Organisations today are challenged by the need to understand their customers’ current and future requirements in a fast-paced and highly competitive environment, while still delivering goods and services in a profitable manner. Added to this is the need to continue to grow their business, increase sales, and improve profitability over time, says Gavin Wienand, senior consultant at Cortell Corporate Performance Management.
The ability to analyse data quickly and accurately lies at the heart of obtaining insights that will enable organisations to effectively address this challenge, but the sheer volume of data generated by organisations on a daily basis makes this a difficult task.
Harnessing this mountain of information to predict customer behaviour and buying trends, anticipate customer needs and preferences, and even address operational and manufacturing issues is key. Predictive analytics effectively enables organisations to leverage the insights contained within vast volumes of information, driving competitive advantage and giving them an edge.
Organisations today are repositories of large volumes of data about their customers, their brand and their operations, which can deliver important insights if useful information can be gained from this data. From databases to emails, call centre information to feedback generated on social media platforms, there is a wealth of value that can be unlocked, and the key to leveraging this value is predictive analytics.
Using this tool, organisations gain the ability to make more informed, fact-based decisions, improving business agility. Predictive analytics enables organisations to proactively establish the outcomes of ‘what if’ scenarios, delivering a snapshot of likely future trends and patterns based on current and historical data.
However, while predictive analytics is a highly sophisticated tool, it must be applied in the right areas of the organisation in order to deliver maximum value. Predictive analytics is designed to solve challenges at a transactional level, making it very useful for operational business decisions, including understanding customer behaviour.
It allows companies to identify market and buying preferences, customer churn probability, and other trends and patterns within transactional data. Given the pace of today’s business environment and its competitive nature, this information is invaluable, as it allows organisations to identify problems quickly, retain customers, and proactively maintain products and services before they fail.
For example, a major car manufacturer may use predictive analytics to analyse data such as current information from dealers, data on vehicle computers, repair information and call centre data, and use these insights to continually improve vehicles, customer service and sales.

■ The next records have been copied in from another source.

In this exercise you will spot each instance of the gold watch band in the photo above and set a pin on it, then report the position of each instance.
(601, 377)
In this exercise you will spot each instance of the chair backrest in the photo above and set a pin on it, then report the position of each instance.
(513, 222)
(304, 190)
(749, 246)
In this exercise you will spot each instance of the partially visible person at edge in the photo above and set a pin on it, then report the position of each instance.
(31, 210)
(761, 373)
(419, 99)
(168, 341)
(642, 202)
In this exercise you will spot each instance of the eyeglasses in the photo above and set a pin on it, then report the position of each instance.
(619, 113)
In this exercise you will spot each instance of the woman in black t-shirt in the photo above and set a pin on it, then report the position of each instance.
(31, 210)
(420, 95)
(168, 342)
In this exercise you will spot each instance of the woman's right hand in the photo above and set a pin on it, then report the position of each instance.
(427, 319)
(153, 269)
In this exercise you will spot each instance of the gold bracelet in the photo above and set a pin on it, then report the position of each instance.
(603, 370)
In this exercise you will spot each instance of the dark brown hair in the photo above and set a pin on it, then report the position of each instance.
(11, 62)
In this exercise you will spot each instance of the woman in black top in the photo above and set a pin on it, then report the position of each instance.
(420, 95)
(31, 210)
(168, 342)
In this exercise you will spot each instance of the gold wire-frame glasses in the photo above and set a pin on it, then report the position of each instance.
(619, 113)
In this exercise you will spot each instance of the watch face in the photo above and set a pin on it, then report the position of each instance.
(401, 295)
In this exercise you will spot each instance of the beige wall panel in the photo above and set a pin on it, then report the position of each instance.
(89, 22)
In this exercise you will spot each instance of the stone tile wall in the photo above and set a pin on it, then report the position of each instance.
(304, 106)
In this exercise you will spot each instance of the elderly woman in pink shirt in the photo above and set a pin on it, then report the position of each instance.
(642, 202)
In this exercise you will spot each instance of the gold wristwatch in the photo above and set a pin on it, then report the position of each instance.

Information such as defects that appear during warranty periods, allow the manufacturer to continuously evaluate and improve the manufacturing and service process, resulting in more reliable vehicles and enhanced customer satisfaction.
Another example of the power of predictive analytics lies in the insurance industry, where claims assessors have to process hundreds of claims a day and decide whether they are legitimate or fraudulent.
Predictive analytics speeds this process, using historical data from similar transactions as well as customer data and other information, to accurately predict the likelihood of a claim being fraudulent, in near realtime. This can save insurance companies large amounts of money when paying out claims.
Call centre sales agents can use predictive analytics to identify cross selling opportunities, based on historical client data, client profiling, products purchased by similar customers and so on. This means that products and services can be tailored for maximum uptake.
Similarly, predictive analytics can be used by telecoms companies, using customer data to predict the likelihood of churn, so that actions can be taken to retain the customer before they move to another provider.
In the past, predictive analytical capabilities have been limited by data volumes, as the tools available were not able to cope. This lead companies to reduce the amount of information used for analysis, mainly as a result of time constraints, which in turn limited the accuracy of predictions.
With the sophisticated tools available today, which are able to handle large volumes of both structured and unstructured data, including social media data, the insights gained are far more accurate.
If the outcomes desired of predictive analytics are based on business goals, and work within the strengths of the tool, in other words harnessing the power of transactional data, predictive analytics has enormous power to drive real insights, change customer interactions and gain more value from customers. This gives organisations an important competitive edge by putting them one step ahead of their competition.